Biotech Values

[poorgradstudent]

ARQL:

1. For clinical trials, it is vital that a control (placebo) arm and a drug-arm are well balanced. But in MARQUUE, how do we know that the both arms were well balanced regarding to c-Met? Any sizable arms imbalance will endanger the MARQUUE trial integrity.

In the age of targeted therapies, this is actually an interesting proposal. Hypothetically, if the trial is stat sig on an ITT basis but it is shown that there is a significant imbalance of c-Met patients in favour of the treatment arm, you're suggesting that the FDA could waffle on approval.

I understand your principal concern, but unlike more systemic / multi-factorial imbalances (ECOG status, metastases), I don't think we're at a point where the FDA can act in the way that your comment suggests. ECOG status can't be prospectively targeted by a drug the way c-Met can, so it makes sense that trials be balanced for that which we can't necessarily manipulate directly. But when talking about targeted therapies, the raison d'etre is to target. Therefore, I'd be more inclined to think that a trial with everything equal on both arms except the target (c-Met in this case) is closer to the ideal than a trial balanced for c-Met*.
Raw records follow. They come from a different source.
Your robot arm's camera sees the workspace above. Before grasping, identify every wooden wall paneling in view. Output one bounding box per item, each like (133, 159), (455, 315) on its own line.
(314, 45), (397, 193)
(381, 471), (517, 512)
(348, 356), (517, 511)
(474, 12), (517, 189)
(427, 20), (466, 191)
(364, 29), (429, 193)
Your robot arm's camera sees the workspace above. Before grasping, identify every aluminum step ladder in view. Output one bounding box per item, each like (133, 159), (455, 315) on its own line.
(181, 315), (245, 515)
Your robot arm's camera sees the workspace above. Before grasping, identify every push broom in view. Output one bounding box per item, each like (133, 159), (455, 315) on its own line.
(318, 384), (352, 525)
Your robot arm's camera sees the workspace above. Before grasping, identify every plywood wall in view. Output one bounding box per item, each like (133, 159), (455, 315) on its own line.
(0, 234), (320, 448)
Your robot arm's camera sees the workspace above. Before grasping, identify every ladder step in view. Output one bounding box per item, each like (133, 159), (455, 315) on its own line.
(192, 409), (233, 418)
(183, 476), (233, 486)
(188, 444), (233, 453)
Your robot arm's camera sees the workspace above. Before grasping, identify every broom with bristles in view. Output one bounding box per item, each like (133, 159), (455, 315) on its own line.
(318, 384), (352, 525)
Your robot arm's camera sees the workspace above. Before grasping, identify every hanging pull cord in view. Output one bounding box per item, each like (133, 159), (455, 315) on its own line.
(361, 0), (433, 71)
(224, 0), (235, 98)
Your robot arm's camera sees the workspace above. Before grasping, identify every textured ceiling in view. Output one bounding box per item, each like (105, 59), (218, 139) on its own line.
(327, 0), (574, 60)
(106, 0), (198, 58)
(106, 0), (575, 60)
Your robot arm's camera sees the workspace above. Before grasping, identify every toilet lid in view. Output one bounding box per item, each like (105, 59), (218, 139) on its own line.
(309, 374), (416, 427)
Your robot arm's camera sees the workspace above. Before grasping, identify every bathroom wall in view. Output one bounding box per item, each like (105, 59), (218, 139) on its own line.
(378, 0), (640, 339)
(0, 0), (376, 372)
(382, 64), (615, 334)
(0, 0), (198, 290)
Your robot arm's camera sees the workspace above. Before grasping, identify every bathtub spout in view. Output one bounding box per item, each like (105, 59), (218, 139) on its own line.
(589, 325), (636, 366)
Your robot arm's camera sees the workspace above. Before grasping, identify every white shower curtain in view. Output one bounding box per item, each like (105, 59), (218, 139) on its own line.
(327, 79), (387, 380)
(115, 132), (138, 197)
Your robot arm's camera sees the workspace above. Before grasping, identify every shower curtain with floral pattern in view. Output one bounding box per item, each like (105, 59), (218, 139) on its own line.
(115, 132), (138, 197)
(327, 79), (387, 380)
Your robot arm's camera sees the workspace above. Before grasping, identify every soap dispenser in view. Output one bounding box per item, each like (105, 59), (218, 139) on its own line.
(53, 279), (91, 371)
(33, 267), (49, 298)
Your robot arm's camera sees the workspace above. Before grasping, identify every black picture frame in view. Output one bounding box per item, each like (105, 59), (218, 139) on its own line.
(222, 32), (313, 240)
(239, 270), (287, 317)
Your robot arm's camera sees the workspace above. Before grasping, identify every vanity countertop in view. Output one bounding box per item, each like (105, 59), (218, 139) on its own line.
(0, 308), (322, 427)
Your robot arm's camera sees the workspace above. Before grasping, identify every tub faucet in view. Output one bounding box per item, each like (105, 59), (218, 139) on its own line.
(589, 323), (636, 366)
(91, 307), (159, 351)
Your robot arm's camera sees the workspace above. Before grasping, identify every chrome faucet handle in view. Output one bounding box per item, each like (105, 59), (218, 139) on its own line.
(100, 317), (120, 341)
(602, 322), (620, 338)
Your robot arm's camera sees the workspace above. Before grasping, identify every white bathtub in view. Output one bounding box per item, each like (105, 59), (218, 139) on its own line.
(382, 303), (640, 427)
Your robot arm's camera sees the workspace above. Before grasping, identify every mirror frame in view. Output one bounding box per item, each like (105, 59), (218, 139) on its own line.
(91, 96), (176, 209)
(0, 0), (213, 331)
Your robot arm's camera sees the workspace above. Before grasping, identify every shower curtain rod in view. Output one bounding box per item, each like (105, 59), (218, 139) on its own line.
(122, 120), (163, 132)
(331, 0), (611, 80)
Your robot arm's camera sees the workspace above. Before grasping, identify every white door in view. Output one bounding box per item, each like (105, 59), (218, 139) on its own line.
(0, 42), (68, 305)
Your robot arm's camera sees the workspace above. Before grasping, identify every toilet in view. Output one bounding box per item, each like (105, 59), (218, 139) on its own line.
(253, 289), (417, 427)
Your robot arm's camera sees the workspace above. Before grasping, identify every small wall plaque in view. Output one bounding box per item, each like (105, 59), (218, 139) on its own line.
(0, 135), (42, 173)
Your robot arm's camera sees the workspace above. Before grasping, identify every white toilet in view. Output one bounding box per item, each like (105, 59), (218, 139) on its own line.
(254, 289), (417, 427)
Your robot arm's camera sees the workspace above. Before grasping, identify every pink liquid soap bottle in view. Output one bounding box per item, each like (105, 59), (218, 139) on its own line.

Bottom line, I don't see the FDA turning sour towards a well controlled trial with a stat sig survival advantage even if the c-Met expression (or target X of your choice) is more prevalent on the treatment arm.

2. The same goes for EGFR and KRAS mutant patients control/drug arms balancing.

At the point we're at, I think this goes too far. There are going to be too many disease specific mutations / translocations for companies to prospectively consider. In other words, for proteins that are not the direct targets of the therapy, it should be at the discretion of the company to test or not test for mutations. Or the FDA has to declare it prospectively. Retrospectively mining a trial to ferret out imbalances in certain proteins of your choice will cause a lot of paralysis.


* provided, of course, that this is hypothetically possible. If a certain prognosis, such as worsening ECOG status, segregates with c-Met expression then obviously this would not be a feasible design.